Le développement territorial est un immense chantier

par Raimund Rodewald, directeur de la Fondation suisse pour la protection et l’aménagement du paysage

Qui ne se souvient pas de l’effarante «affaire Galmiz» où 55 hectares de terres agricoles, en plein Grand Marais,1 risquaient de disparaître au profit du site de production d’une firme américaine de produits ­pharmaceutiques. La décision de mise en zone constructible du Conseil d’Etat fribourgeois contenait, entre autres, la phrase lapidaire suivante: «Après avoir examiné les différents intérêts en présence, on est amené à constater que la mise en zone constructible n’enfreint ni la législation fédérale ni la législation cantonale sur l’aménagement du territoire.» Cette décision a provoqué une réaction de l’opinion telle qu’on n’en avait plus observé depuis des années: de nombreux citoyens ont affirmé la nécessité du développement territorial et de la protection du paysage.

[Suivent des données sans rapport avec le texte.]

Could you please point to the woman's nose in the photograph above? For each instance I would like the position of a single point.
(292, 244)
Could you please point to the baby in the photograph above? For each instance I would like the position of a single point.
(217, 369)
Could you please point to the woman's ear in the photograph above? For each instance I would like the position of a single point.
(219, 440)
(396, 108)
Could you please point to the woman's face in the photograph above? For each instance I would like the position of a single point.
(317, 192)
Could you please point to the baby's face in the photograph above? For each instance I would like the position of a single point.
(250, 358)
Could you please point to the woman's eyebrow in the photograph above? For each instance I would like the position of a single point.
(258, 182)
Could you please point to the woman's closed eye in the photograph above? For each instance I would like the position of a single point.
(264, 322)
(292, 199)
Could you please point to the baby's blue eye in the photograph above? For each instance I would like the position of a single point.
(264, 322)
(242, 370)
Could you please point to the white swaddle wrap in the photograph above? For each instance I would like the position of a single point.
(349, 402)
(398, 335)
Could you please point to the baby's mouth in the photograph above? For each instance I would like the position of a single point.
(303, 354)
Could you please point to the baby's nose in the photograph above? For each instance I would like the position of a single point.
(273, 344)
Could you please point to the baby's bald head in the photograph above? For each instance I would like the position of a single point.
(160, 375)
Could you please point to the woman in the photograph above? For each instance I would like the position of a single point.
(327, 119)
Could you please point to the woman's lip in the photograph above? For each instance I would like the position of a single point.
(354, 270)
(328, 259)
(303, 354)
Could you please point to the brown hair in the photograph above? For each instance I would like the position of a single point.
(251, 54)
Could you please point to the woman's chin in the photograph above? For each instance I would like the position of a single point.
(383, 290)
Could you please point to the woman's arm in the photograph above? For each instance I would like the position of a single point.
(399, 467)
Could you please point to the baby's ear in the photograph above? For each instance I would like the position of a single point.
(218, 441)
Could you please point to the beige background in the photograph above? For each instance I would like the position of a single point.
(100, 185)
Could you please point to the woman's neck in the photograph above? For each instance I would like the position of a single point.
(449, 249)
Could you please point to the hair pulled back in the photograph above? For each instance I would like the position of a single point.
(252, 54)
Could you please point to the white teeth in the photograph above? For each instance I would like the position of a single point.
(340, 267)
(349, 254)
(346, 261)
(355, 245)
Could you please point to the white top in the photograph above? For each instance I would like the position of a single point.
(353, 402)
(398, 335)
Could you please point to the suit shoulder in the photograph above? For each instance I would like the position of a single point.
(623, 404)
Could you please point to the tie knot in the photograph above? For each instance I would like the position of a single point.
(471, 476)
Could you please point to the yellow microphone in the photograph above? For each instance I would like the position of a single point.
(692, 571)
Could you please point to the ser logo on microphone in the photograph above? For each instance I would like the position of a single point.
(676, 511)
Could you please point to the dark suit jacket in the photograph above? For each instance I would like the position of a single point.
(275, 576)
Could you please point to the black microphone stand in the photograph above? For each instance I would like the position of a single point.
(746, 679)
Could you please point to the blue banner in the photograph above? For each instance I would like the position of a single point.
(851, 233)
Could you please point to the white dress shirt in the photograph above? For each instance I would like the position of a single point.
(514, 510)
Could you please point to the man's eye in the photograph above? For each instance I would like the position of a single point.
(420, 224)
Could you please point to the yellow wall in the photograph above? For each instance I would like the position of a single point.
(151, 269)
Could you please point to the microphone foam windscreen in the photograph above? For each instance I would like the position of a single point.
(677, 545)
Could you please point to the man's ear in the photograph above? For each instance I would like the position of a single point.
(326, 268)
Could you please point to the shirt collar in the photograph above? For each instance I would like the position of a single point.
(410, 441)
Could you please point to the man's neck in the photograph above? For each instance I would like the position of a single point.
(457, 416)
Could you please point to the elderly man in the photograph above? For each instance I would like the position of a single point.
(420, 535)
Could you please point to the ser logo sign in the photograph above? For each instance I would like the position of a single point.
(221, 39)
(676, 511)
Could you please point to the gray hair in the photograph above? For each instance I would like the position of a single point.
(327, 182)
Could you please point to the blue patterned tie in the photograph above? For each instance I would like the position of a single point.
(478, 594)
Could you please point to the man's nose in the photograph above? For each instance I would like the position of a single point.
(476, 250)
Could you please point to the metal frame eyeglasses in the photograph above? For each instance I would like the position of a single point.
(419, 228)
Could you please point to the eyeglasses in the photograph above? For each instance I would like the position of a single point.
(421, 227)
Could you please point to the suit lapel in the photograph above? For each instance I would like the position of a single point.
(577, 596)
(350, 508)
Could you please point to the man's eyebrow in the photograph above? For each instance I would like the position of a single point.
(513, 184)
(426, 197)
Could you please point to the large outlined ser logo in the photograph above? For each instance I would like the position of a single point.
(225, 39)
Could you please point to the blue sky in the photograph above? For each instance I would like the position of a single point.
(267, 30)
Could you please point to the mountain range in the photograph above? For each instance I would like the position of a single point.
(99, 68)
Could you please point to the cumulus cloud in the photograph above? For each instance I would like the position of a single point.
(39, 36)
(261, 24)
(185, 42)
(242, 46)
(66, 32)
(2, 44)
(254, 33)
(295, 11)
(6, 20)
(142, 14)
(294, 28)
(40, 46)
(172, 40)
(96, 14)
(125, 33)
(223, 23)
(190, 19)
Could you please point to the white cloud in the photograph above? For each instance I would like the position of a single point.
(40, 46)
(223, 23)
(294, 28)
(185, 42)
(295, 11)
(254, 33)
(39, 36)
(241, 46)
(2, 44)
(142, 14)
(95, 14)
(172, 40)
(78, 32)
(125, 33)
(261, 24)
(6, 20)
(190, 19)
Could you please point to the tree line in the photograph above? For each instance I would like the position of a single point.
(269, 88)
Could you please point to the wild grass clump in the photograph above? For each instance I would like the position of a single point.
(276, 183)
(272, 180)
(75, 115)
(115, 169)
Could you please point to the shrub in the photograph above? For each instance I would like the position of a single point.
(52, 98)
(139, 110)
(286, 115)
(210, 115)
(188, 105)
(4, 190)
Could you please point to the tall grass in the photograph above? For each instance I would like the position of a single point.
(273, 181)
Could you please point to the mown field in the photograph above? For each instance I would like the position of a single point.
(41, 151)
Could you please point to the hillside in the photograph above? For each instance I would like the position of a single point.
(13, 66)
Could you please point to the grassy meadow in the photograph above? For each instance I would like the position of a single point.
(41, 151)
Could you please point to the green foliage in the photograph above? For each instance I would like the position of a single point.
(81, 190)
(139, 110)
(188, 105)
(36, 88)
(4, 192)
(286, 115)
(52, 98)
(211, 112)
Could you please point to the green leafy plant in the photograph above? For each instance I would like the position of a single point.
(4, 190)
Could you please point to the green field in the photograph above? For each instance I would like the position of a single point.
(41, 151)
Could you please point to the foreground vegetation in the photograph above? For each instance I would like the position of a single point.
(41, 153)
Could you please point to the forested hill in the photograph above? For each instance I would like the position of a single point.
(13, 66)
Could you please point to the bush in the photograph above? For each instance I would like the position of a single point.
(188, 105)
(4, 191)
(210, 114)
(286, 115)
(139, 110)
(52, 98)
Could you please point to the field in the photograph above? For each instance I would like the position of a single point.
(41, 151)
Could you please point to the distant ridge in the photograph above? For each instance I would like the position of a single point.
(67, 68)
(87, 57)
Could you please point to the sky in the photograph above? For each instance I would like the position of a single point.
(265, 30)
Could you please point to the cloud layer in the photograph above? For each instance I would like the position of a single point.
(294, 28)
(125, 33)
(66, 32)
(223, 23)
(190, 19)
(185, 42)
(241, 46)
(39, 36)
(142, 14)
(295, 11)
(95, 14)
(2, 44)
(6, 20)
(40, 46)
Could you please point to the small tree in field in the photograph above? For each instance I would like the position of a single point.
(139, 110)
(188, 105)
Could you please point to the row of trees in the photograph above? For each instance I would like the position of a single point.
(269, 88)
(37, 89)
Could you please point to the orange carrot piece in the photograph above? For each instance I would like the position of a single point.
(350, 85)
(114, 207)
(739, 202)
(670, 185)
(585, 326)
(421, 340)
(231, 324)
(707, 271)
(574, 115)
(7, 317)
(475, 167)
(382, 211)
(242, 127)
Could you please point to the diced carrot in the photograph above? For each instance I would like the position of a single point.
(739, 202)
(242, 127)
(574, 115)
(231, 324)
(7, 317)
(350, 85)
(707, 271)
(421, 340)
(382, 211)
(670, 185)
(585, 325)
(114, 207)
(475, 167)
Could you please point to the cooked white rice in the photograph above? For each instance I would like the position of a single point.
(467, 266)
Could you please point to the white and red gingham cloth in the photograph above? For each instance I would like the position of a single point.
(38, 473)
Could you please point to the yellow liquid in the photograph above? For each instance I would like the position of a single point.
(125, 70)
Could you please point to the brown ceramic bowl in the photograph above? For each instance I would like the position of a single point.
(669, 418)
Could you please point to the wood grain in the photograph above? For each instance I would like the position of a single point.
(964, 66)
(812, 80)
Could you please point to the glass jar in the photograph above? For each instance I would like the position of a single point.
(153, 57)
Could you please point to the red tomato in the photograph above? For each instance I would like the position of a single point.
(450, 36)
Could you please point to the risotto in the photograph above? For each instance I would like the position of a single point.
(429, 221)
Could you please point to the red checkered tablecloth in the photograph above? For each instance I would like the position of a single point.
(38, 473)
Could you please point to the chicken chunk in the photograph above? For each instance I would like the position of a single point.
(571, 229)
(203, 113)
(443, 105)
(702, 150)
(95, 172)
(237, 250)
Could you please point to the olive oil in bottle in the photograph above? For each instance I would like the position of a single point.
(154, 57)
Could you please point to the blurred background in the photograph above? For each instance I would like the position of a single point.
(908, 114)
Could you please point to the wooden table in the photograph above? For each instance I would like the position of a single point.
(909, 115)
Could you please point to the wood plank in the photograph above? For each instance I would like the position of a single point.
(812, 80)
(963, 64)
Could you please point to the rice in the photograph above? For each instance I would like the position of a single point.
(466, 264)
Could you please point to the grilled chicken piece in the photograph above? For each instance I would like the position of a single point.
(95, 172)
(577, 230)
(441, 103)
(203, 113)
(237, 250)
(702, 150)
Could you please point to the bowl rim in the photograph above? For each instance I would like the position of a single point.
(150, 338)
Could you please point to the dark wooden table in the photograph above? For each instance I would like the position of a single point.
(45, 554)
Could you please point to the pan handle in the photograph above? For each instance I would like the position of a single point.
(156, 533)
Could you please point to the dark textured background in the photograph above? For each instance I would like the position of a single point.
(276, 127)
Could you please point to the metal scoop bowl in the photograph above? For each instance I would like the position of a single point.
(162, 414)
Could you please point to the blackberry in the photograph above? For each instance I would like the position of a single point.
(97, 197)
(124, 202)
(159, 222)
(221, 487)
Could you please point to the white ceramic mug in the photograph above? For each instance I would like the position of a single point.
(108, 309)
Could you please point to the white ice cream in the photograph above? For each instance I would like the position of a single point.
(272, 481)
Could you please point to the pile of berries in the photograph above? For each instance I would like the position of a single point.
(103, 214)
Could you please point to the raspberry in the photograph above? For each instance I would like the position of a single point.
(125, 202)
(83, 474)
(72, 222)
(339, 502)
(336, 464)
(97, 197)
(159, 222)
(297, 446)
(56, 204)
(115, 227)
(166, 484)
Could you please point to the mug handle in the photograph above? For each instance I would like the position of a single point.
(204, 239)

Celle-ci repose essentiellement sur le développement territorial. Celui-ci devrait veiller d’une part à la meilleure protection possible du territoire et d’autre part à harmoniser les incohérences dues aux différentes politiques sectorielles: promotion du tourisme, protection de l’environnement, concurrence fiscale, politique régionale, protection du patrimoine culturel et garantie de la propriété privée. Or la politique actuelle du développement territorial ne maîtrise plus les défis inhérents aux marchés ouverts, aux flux de capitaux internationaux, à la libre circulation des personnes, au changement climatique, à l’ampleur inédite des projets de construction ainsi qu’aux nouvelles libertés architecturales. La collaboration entre la Confédération et les cantons est défaillante aujourd’hui au point que personne n’est responsable de l’utilisation du sol. Les plans directeurs cantonaux reçoivent rapidement l’aval des autorités fédérales qui n’insistent plus sur l’application des conditions formulées. La sensibilité de la population s’est pourtant accrue ces derniers temps depuis l’«affaire Galmiz» et d’autres demandes de mise en zone constructible de surfaces considérables (actuellement, demande concernant 2,4 hectares de terres agricoles situées dans un endroit très pittoresque des bords du lac de Gruyère au profit d’une entreprise horlogère de Pont-en-Ogoz) et depuis la construction débridée et hautement spéculative de résidences secondaires.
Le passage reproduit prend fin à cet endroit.